Internet-Anschlussinhaber haftet als Störer für Rechtsverletzungen Dritter

Landgericht Koeln

Urteil v. 24.11.2010 - Az.: 28 O 202/10

Leitsatz

Ein Internet-Anschlussinhaber haftet nach den Grundsätzen der Störerhaftung auf Unterlassung und Schadensersatz begangener Rechtsverletzungen, wenn er anderen Personen unbeschränkten Zugang zum Internet gewährt. Eine Verantwortlichkeit kommt insbesondere dann in Betracht, wenn der Anschlussinhaber seinen Prüf- und Handlungspflichten nicht nachkommt.

Sachverhalt

Bei den Klägern handelte es sich um die führenden deutschen Tonträgerhersteller. Diese gingen gegen den Beklagten vor, da dieser fast 4.000 Musikdateien auf seinem PC zum Download bereit hielt.

Der Beklagte erklärte, dass sein im Haushalt lebender Sohn die Musik hochgeladen habe.
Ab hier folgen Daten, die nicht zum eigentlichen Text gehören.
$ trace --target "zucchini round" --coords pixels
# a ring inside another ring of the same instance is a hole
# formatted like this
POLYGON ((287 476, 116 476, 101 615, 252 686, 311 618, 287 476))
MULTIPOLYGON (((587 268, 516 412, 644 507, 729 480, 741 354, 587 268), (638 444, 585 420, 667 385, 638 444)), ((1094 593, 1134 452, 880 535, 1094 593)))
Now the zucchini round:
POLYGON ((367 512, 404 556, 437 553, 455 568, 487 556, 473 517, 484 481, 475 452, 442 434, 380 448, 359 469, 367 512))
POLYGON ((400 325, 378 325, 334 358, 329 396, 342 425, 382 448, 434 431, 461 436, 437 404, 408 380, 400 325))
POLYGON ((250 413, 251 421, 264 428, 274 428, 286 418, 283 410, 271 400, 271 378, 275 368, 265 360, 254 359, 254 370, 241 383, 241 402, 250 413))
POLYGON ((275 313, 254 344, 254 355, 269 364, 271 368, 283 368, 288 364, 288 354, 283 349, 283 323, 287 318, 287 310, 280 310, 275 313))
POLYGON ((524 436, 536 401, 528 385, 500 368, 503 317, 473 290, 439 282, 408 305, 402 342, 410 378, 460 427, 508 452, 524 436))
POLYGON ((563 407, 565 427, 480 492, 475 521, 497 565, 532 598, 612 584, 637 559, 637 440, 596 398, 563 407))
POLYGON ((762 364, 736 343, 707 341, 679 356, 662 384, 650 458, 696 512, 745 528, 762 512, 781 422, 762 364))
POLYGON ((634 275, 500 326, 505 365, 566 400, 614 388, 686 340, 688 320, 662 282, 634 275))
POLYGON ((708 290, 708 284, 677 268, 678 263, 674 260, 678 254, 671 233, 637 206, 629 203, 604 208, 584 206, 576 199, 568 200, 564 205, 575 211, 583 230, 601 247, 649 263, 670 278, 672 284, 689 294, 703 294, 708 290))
Er könne für die Rechtsverletzung daher nicht haftbar gemacht werden. Zudem bestritt er, dass die Kläger Inhaber der ausschließlichen Nutzungsrechte seien, da seiner Ansicht nach nicht ausreichend hierfür vorgetragen worden sei.

Die Kläger waren anderer Auffassung und begehrten von dem Beklagten die Erstattung der Rechtsanwaltskosten basierend auf einem Streitwert von insgesamt 400.000.- EUR, was ca. 3.500,- EUR ausmache.

Entscheidungsgründe

Die Richter gaben den Klägern Recht.

Sie erklärten, dass der Beklagte für die Rechtsverletzungen nach den Grundsätzen der Störerhaftung in Anspruch zu nehmen sei. Denn im Rahmen des Unterlassungsbegehrens hafte jeder als Störer, der - ohne selbst Täter oder Teilnehmer zu sein - in irgendeiner Weise willentlich an der Beeinträchtigung mitgewirkt habe.

Dadurch, dass er anderen Familienmitgliedern den Internetzugang ermöglicht habe, sei er verpflichtet gewesen, Rechtsverletzungen vorzubeugen. Er habe zu seiner Entlastung an keiner Stelle etwas dazu vorgetragen, inwiefern er seinen Prüf- und Handlungspflichten nachgekommen sei.

Es reiche insbesondere nicht aus, dass der Beklagte ins Blaue hinein bestreite, dass die Kläger nicht Rechteinhaber seien. Auch hier wäre er verpflichtet, konkrete Umstände vorzutragen, die seine These belegen würden.

Schließlich sei ein Streitwert von 100.000,- EUR pro Kläger angemessen, so dass die Festsetzung des Streitwerts von insgesamt 400.000,- EUR zulässig gewesen sei.